DataSpoc ML

DataSpoc ML lets you train, predict, and explain machine learning models directly on Parquet data stored in cloud buckets. No data movement, no separate ML infrastructure — your models run where your data already lives.

What it does

Automated feature engineering — detects column types, generates meaningful features, handles missing values.
Model selection — evaluates multiple algorithms and picks the best one for your data.
Hyperparameter tuning — optimizes model parameters automatically.
Drift monitoring — tracks model performance over time and alerts when predictions degrade.

Commercial product

DataSpoc ML is a commercial product integrated with Lens. It is accessed entirely through dataspoc-lens ml commands — there is no separate CLI to install.

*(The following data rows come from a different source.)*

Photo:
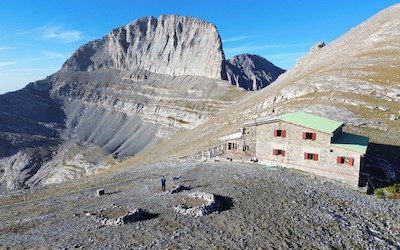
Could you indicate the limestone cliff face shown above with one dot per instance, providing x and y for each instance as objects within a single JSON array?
[
  {"x": 169, "y": 45},
  {"x": 119, "y": 95}
]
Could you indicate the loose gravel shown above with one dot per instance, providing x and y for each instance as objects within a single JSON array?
[{"x": 262, "y": 207}]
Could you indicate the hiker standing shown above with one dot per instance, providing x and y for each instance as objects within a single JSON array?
[{"x": 163, "y": 180}]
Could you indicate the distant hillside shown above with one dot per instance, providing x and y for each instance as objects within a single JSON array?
[
  {"x": 116, "y": 96},
  {"x": 354, "y": 80}
]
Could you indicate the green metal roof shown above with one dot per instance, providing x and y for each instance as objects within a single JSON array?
[
  {"x": 352, "y": 142},
  {"x": 311, "y": 121}
]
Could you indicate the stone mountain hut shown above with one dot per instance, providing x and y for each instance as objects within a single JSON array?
[{"x": 302, "y": 141}]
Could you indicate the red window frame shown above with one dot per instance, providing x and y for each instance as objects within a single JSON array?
[
  {"x": 280, "y": 133},
  {"x": 311, "y": 156},
  {"x": 278, "y": 152},
  {"x": 342, "y": 160}
]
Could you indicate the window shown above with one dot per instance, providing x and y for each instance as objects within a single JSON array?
[
  {"x": 310, "y": 156},
  {"x": 345, "y": 160},
  {"x": 279, "y": 133},
  {"x": 279, "y": 152},
  {"x": 232, "y": 146},
  {"x": 309, "y": 136}
]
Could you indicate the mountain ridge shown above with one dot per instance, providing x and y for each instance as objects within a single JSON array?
[{"x": 116, "y": 96}]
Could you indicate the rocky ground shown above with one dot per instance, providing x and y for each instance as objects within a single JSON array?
[{"x": 262, "y": 207}]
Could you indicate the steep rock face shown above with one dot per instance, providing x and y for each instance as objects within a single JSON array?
[
  {"x": 354, "y": 79},
  {"x": 170, "y": 45},
  {"x": 251, "y": 72},
  {"x": 119, "y": 95},
  {"x": 113, "y": 98}
]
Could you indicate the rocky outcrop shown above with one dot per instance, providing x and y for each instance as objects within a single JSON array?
[
  {"x": 251, "y": 72},
  {"x": 169, "y": 45}
]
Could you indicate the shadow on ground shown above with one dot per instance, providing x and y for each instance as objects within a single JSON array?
[
  {"x": 226, "y": 203},
  {"x": 148, "y": 216},
  {"x": 382, "y": 165}
]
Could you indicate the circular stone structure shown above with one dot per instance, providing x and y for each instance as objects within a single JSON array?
[{"x": 198, "y": 204}]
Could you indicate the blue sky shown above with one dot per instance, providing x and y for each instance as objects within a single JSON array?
[{"x": 37, "y": 36}]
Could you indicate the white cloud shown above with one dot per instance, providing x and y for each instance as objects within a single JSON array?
[
  {"x": 2, "y": 64},
  {"x": 234, "y": 39},
  {"x": 55, "y": 55},
  {"x": 60, "y": 34}
]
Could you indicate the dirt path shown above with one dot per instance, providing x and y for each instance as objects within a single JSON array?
[{"x": 261, "y": 208}]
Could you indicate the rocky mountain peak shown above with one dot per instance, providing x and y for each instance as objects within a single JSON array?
[{"x": 170, "y": 45}]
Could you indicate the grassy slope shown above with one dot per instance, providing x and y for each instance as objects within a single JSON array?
[{"x": 346, "y": 80}]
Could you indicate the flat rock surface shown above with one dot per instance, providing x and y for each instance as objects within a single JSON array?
[{"x": 261, "y": 207}]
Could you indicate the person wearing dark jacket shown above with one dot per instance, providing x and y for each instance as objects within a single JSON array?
[{"x": 163, "y": 180}]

To get started, contact ml@dataspoc.com.

How it connects

ML reads from the same bucket that Pipe writes to and Lens queries. The data flow is:

Pipe (ingest) → bucket/raw/ and bucket/curated/
                        ↓
                   ML (train) → bucket/ml/models/<model>/
                   ML (predict) → bucket/ml/predictions/<model>/
                        ↓
                   Lens (query) → predictions appear as SQL tables

Bucket artifacts

ML writes to two directories in the bucket:

Path	Contents
`ml/models/<model>/model.pkl`	Serialized trained model
`ml/models/<model>/features.json`	Feature definitions and transformations
`ml/models/<model>/metrics.json`	Training metrics (accuracy, AUC, RMSE, etc.)
`ml/predictions/<model>/*.parquet`	Prediction output as Parquet files

Predictions saved as Parquet are automatically discoverable by Lens and appear as queryable SQL tables.